What did she see? My entire life now depended on the series of recollections she was encountering. I had had been rude to her, I knew that but it was better than emotionally break down in front of her without any reason. Guy had tried to bring her back but in a fit of rage, sadness I had asked him to leave as well. He wasn't happy but I could care less. Nothing, absolutely nothing made me feel anything and it was all because my wife was remembering someone who deeply made me feel insecure. Iruka was the only man who I had found threatening and quite uncharacteristically, charming to my wife.

One of my greatest fear was coming to life before my own eyes and I could do nothing but watch it play. What if she fell in love with him? What would happen to our relationship? Our marriage? I could never dare to visit our daughters' graves, telling them that their mother had forgotten their existence. My heart wrenched, discomfort ran between my fingertips until my body was ringing with an invisible wound. I was at loss of words. At first, it was the sting in my eyes, then my lips began to quiver and finally, the dam broke. One by one, tears stained my mask and cheeks, my muscles aching as I tried to grip the sheets tighter. I couldn't lose her, not when I finally had her. The darkened room blurred as tiny lights mixed with the background setting, creating a hallucinogenic décor. Maybe I should have asked her to stay, in that way I would have known for sure that she was only spending time with me. Now that she was recalling, she could fall for Iruka and I would be watching her love someone. A gust of cold wind entered the usually quiet room; it was Konoha reminding me that I had been gone for too long. My children were frantically waiting for their father.

"Half a month" I said guiltily while looking at the tiny lights marring the nightly village crowd. I could barely see any of their faces but their shadows played within the backdrop, laughter echoed with the wind and with that, the idea of my children further distressed me. Perhaps if I closed my eyes, I could bring them back to life. They would be sitting on highchairs, applesauce running down their chins as Y/N tried to feed them properly. Maybe I was not in the hospital; instead, I was playing with my daughters, throwing them up in the air and catching them while Y/N watched me in horror. I was not in the hospital but in the nursery room, fascinated to watch my wife feed them before lulling them to sleep. I was still within the calmness of our world where Y/N and I were thinking of having another child. A boy this time, she would have told me. Our daughters would be hugging her round belly, whispering secrets to it before running away. Maybe they would have created poorly drawn pictures of our family; I could have cherished their first day of school and how the entire village would have been shocked to see my family.
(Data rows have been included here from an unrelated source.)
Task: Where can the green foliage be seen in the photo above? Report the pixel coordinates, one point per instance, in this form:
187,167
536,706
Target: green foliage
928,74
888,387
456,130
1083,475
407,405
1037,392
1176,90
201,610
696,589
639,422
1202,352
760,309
After all, how long would I have kept Y/N a secret? No, I would have ensured almost everyone knew that I had someone. However, Jiraiya-sama would have been against that thinking Y/N and our children would be in danger if someone knew. And he would have been right; even after all the precautionary steps taken to keep her safe, my wife was attacked. Our children were murdered. I opened my eyes at the thought of the culprit, how I would enjoy tearing their heart out of their body, hear them scream and yell in pain, to see their blood decorating my pale hands- only then would I feel this deep lust for crazed murder satiated.

"Good evening Kakashi" I did not answer as Akako walked inside, her midnight blue hair curled and her red lips shining as she turned on the dim yellow hospital lights.